Monks moved quietly to the bedroom doorway and peered through the hanging blanket. The newcomer was Marguerite, apparently done with Captain America. She was kneeling at the fireplace, setting a metal cook pan on the glowing coals.
She stood, shoved her hands into the back pockets of her jeans, and paced, her head bowed as if in concentration. After half a minute, she went to the table and poured a glass of wine. She drank it down in a few fierce swallows, then poured another.
It seemed that she was troubled.
Monks went back to his chair. A few minutes later, he heard her footsteps approach the bedroom. She stepped into the doorway, carrying a tray with a covered plate and a mug. But she did not come in. It occurred to Monks that she was staying beyond the radius of his fetter, as if he were a vicious dog.
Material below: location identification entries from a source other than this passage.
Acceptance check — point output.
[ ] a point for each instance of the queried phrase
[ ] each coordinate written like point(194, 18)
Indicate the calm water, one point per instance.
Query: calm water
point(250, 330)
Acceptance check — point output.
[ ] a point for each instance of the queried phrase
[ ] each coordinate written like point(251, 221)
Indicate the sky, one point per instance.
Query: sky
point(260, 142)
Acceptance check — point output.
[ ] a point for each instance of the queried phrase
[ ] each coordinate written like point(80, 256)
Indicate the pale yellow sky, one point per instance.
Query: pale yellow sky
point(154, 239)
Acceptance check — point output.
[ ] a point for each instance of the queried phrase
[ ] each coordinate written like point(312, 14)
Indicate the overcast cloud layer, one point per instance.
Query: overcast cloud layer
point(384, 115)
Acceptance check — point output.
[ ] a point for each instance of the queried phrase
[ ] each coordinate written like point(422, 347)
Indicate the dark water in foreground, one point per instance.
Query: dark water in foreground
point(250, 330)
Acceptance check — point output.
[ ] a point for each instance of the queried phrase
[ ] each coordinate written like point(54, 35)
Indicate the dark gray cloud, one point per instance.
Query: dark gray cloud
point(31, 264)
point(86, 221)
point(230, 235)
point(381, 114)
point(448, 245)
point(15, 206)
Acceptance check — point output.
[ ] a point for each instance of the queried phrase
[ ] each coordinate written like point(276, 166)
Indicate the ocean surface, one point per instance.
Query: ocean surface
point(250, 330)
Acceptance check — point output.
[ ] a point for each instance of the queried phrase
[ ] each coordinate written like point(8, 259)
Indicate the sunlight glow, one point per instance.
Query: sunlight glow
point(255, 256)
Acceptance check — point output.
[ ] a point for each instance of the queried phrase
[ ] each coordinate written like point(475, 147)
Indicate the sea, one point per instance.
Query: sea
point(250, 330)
“I warmed you up some food,” she said.
He hadn’t eaten since lunch, and the savory smell of roasted meat started his belly growling. But he was not yet ready to succumb. It added to the mean edge he was harboring toward his captors.
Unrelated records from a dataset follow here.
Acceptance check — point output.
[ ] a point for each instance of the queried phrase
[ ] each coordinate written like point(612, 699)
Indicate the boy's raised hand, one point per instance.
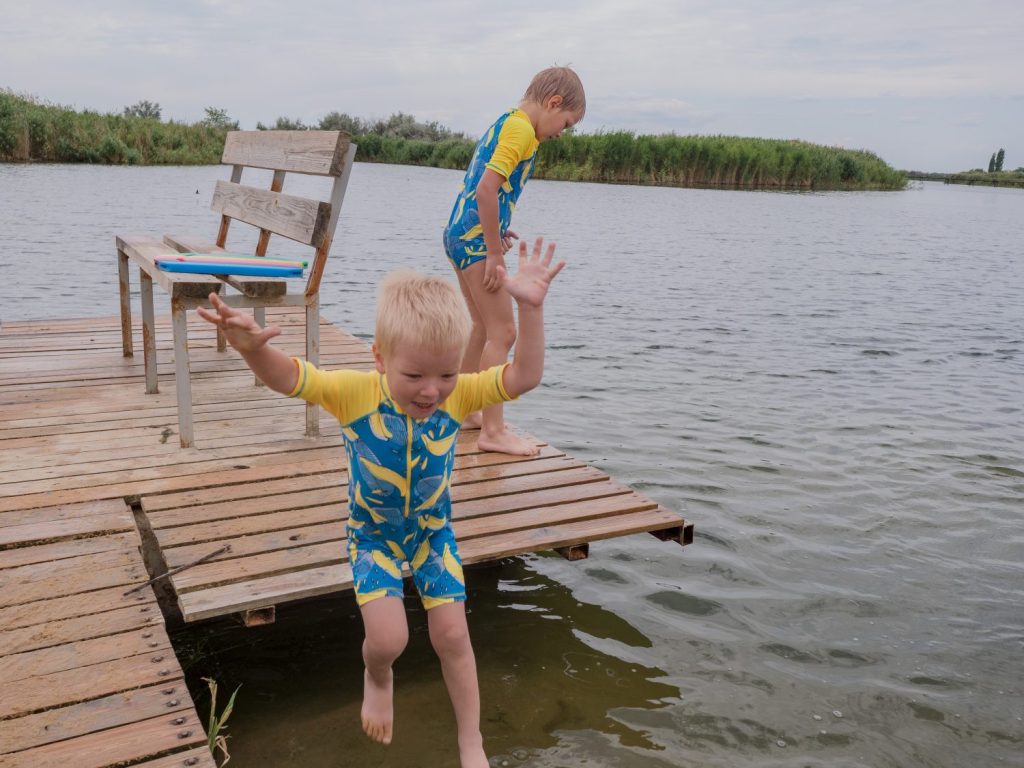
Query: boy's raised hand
point(529, 285)
point(242, 331)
“You don’t feel strange about serving dinner to somebody who’s chained to the floor?” he said.
“Look, this wasn’t my idea.” She kept her head half turned away, as if to hide behind the long hair that covered the side of her face.
“That’s what the Nazi camp guards claimed after World War Two. Watch a movie called Night and Fog sometime.”
“You don’t understand, man,” she said, dropping back into the defensive mode that he had seen earlier.
“I’m afraid I don’t.”
“Freeboot’s not like other people.”
“I understand that.”
“I mean-he doesn’t go by the same rules.”
Monks thought about pointing out that people who made up their own rules tended to be called “felons,” but he decided to back off-not out of compassion, but in the hopes that he might be able to win her confidence and use it to his advantage.
“You’re the only one here who seems to give a damn about him,” he said, nodding toward Mandrake.
“It’s not that they don’t care. It’s just that everybody’s…wrapped up in other stuff.”
“So I’ve gathered,” Monks said.
Monks got the water cup and sat on the bed, coaxing Mandrake to drink. Marguerite hesitated a little longer, then walked in and set the tray on the table.
“If you want to crash, I can take over that,” she said.
“I’m all right for now.”
She went to the doorway, but lingered, one hand resting against the jamb.
“I couldn’t believe what you did back there,” she said. “Tasting pee.”
“Practicing medicine’s not always pretty.”
“It freaked Freeboot out totally,” she said. “It was like you read his mind. He’s terrified of diabetes. He had an uncle who went blind. The doctors didn’t help him any.”
Monks registered the information. That probably figured into why Freeboot had reacted so strongly.
“Sometimes there’s nothing that can be done,” Monks said.
It took him another minute to get an adequate amount of water into the little boy. Marguerite was quiet, and he thought she had gone, but when he stood up, she was outside the doorway, watching. She beckoned to him with a timid wave.
“Could that happen to Mandrake?” she asked quietly. “Going blind?”
“I wouldn’t worry about it,” Monks said. “Unless he gets to a hospital, he’s not going to live anywhere near that long.”
Twenty minutes later, the blanket was pulled roughly aside again. Monks was surprised-he hadn’t heard footsteps approach this time. Freeboot strode into the room with a small duffel bag full of stuff, which he dumped on the table. He was still barefoot.
“Here’s your insulin,” he said triumphantly.
Monks was surprised by this, too. After the couple of hours of driving on back roads, he had assumed that the nearest town big enough for an all-night pharmacy would be a long round trip.
He got up from his chair to look. There were two bottles of insulin, both manufactured by Eli Lilly. One was Humulin RU-100-regular insulin, 100-units-per-milliliter strength. The other was longer-acting Humulin NPH. There were also a handheld glucose meter and strips for measuring blood sugar, disposable lancets for drawing the blood drops-and packets of Monoject 1-cc syringes, available only by prescription.